In Italian: Translation http://www.thezeppelin.org/padre-dalloglio-il-gesuita-rapi…/

Written by Valentina Baruda, translated by Mary Rizzo

You who talk about Syria without knowing anything about it.

You who talk in defence of the regime, saying that those who are revolting are Islamic Fundamentalists, manoeuvred by who knows which Western puppeteer.

You talk and talk, but never take into consideration – I don’t mean the farmers that have been slaughtered, or even the shepherds or the nomads who live in that land, but you ignore all the illuminated minds, all the revolutionaries, all the university professors (of a certain side), all the cartoonists, all the singers, all the actors and actresses, all the writers that are abducted, plummeted with beatings, tortured, assassinated. You don’t take any of that into consideration: it’s all fictitious.

Even the tortured flesh and blood of those who one recognises is “Zionist fakery”, for those of you who are creating a role for yourselves as experts of the Middle East.

If you are such experts on that country then you certainly know Paolo Dall’Oglio well. You will know his story, his strength, the place that he had renewed, certainly you know him!

You will have milked some goats in the highlands, you would have made incense with your own hands, or listened to your first mass in Arabic inside a tent. Before your eyes would be the brimming youthfulness and rebellion of that priest, like no other in the world.

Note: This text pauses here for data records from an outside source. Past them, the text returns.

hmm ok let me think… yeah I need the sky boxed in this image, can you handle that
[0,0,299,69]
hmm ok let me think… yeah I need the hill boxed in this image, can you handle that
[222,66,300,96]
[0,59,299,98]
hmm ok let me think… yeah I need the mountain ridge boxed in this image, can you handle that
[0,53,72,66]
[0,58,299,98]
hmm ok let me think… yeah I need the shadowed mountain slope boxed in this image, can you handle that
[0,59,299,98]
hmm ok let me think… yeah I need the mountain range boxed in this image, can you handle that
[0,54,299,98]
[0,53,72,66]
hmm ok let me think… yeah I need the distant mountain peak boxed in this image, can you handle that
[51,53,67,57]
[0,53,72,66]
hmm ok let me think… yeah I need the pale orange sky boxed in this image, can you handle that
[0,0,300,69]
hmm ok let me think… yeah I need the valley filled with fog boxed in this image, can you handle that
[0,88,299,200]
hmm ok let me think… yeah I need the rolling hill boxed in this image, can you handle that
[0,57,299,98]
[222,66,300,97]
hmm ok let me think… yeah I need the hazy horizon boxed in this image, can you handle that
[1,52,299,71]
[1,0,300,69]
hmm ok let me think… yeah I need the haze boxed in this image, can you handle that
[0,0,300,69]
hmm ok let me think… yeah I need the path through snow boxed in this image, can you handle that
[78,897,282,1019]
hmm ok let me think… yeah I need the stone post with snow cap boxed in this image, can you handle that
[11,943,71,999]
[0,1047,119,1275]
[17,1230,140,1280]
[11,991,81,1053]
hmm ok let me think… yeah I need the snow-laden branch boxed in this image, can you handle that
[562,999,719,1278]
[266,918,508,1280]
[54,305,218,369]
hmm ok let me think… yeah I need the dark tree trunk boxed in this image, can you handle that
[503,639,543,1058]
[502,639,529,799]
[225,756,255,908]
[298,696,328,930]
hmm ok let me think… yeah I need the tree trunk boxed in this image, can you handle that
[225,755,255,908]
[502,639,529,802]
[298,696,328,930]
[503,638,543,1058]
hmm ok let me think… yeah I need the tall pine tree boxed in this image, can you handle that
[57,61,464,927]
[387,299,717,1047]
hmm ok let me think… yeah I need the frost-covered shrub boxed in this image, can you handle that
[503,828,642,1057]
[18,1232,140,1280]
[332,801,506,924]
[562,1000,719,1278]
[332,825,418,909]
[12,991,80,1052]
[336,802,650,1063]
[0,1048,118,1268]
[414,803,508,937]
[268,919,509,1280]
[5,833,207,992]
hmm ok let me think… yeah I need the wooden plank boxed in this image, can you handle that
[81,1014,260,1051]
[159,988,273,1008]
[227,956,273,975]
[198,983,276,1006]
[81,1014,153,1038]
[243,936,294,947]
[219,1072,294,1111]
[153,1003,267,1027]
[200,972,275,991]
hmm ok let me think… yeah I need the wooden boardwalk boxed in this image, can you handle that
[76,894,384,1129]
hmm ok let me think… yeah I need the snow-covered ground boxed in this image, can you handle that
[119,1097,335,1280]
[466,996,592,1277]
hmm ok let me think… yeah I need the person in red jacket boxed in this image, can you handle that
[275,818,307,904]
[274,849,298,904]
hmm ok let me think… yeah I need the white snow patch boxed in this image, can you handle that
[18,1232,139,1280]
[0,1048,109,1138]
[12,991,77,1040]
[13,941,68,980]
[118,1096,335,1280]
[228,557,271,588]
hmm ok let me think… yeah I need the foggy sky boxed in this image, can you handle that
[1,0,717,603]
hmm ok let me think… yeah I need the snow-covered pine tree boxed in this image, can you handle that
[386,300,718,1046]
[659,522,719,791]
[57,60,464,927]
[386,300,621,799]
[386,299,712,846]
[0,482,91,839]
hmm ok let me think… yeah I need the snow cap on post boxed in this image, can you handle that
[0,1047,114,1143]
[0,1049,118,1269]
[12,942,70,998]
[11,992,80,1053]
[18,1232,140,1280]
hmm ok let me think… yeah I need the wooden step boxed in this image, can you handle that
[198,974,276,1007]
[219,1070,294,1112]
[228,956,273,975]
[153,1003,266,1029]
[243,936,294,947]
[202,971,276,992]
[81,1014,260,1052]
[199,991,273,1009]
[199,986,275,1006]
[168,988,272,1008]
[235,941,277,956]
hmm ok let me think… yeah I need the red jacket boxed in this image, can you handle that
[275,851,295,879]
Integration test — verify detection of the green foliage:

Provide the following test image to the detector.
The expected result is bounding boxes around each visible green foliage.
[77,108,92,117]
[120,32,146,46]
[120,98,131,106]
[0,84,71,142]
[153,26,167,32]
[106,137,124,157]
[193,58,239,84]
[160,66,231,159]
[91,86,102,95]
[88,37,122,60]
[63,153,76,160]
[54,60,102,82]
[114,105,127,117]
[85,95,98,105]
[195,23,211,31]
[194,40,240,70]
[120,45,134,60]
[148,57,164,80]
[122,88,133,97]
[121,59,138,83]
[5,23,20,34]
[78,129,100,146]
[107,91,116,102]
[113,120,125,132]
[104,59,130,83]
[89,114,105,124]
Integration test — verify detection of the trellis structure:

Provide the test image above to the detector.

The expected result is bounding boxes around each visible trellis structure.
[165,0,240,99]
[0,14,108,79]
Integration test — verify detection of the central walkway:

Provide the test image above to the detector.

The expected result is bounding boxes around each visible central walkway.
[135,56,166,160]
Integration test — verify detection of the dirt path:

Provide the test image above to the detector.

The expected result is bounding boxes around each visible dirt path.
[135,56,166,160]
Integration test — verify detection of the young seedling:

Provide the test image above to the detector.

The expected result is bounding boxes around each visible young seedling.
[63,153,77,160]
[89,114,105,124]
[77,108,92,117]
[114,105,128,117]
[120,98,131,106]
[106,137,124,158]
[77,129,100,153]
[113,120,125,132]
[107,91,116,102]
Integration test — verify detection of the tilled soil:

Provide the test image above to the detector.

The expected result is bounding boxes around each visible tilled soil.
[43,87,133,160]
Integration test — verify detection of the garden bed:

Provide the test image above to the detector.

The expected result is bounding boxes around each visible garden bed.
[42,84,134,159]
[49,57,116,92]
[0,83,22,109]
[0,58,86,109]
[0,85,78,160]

A priest so unique and rare so well-loved in that land full of different religions, so in love with Islam and with his Christ… who now has become the enemy that the regime so dearly needs to defend itself from!

He will be expelled, after thirty years of building an extraordinary community: Paolo Dall’Oglio is a priest, yet, so very far from any conception of religious division. In that monastery one will be able to witness Mohammed arm in arm with Christ: in that monastery, thanks to this extraordinary man, you could see with your own eyes the TRUE Middle East, what real Islam is, what is the true way to live on a land, to love it to respect it and to rebuild it with other concepts of freedom.

Now dear Father Paolo has been issued a mandate for expulsion and in his defence we see all the revolutionary components who have been moving within the Syrian territory in these months, almost all of them Islamic.

This has to make us understand something, even to those bigots who fill their mouths with utterances only about anti-imperialism that has a sound to it that is sterile and reactionary in the face of reality, that those who are dying in the dusty streets of my Syria do not have to be classified so recklessly as being Salafis or Muslim Fundamentalists, and those who are being banished are certainly not those who want to bring about religious strife and division and a civil war: but those arguments are merely the regime’s instruments to keep mouths flapping…

Everyone with a conscience is writing, shouting and demonstrating in the defence of Paolo Dall’Oglio, a Jesuit by pure chance, a revolutionary by birth.

ALL OF MY SOLIDARITY TO THE ONLY PRIEST IN THE WORLD WHO MADE ME LISTEN TO A MASS FROM ITS BEGINNING TO ITS END, WHO HAD OPENED HIS HOME TO ME, WHO HAD TAUGHT ME THINGS THAT SHALL NEVER BE FORGOTTEN.

A MAN THAT I DID NOT BELIEVE EXISTED, AND WHO NOW NEEDS ALL OF OUR SOLIDARITY!